Avoiding the overlap of a target and an OAR in a beam projection is of critical importance for sparing healthy tissues with 3DCRT plans and direct planning software. With inverse planning techniques, convex isodoses and steep dose gradients reduce the importance of the proximity of targets and OAR for dose reduction. As reported by Kim et al., severe late rectal toxicity may be mostly correlated with the absolute volume of Rwall receiving high doses (>3cm3), but also with the circumference of Rwall receiving 39 Gy in 5 fractions (V39Gy > 35%). Grade 2 acute rectal toxicity has been correlated with the circumference of Rwall receiving 24Gy in 5 fractions (V24Gy > 50%) [7]. A recent study [8] showed that patients treated with magnetic resonance imaging (MRI)-based prostate delineation or an endorectal balloon (ERB) had favorable anorectal dose distributions (range of 5–60 Gy in 39 or 19 fractions) and favorable toxicity profiles.
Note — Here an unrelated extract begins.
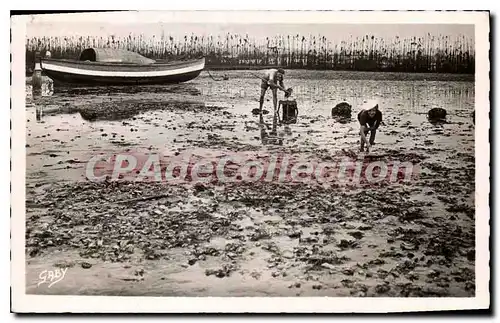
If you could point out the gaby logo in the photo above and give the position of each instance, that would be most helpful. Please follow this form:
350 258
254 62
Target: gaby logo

Van Lin et al. [21] had already observed less telangiectasia for patients with smaller volumes of Rwall exposed to doses >40Gy, corresponding to the group of patients with an ERB in their 3DCRT study. Based on these observations, it seems prudent to lower the intermediate doses to the Rwall by pushing down the DVO constraints on the Rwall regardless of the use or not of an ERB. To further decrease the highest doses received by the Rwall, while maintaining optimal target coverage, only the use of reabsorbable gel-spacers implanted between the anterior Rwall and the posterior aspect of the prostate gland before SBRT may help [12, 22, 23].

The number of patients selected for this dosimetric study, although small, was consistent with the previous studies for 3DCRT, IMRT and SBRT. Because the patients had repeated CT scans with and without ERB, a rigorous controlled comparison could be made. This is an important advantage compared to previous studies because an inflated ERB can modify the shape of the adjacent organs. The optimization strategy of reducing the dose to an organ, such as the Rwall, in a stepwise manner while keeping the other constraints constant is comparable to a Pareto optimal front technique [24]. The preparation, by a single planner, of many plans per patient, is time-consuming and can potentially introduce planning bias [25]. Our methodology can be used as an alternative for centers that are not equipped with Pareto-surface based multicriteria optimization (MCO) planning software [26]. The interest of this kind of software is that it is fast and can contribute to removing manual planning bias.

Conclusions

In conclusion, further optimization of the dose to the Rwall, beyond the usual recommendations for SBRT of prostate cancer, was feasible without compromising dose homogeneity to the target (i.e., the PTV and the uPRV) with and without an ERB. Nonetheless, a larger amount of MU were required for the fully optimized plans. The main outcome of this work was to establish that one optimal technique for reducing the low- to- intermediate dose to the Rwall was a step wise optimization approach. Despite the inherent limitations of our study, we were unable to demonstrate that the use of an ERB allows additional low-to-intermediate dose reduction to Rwall.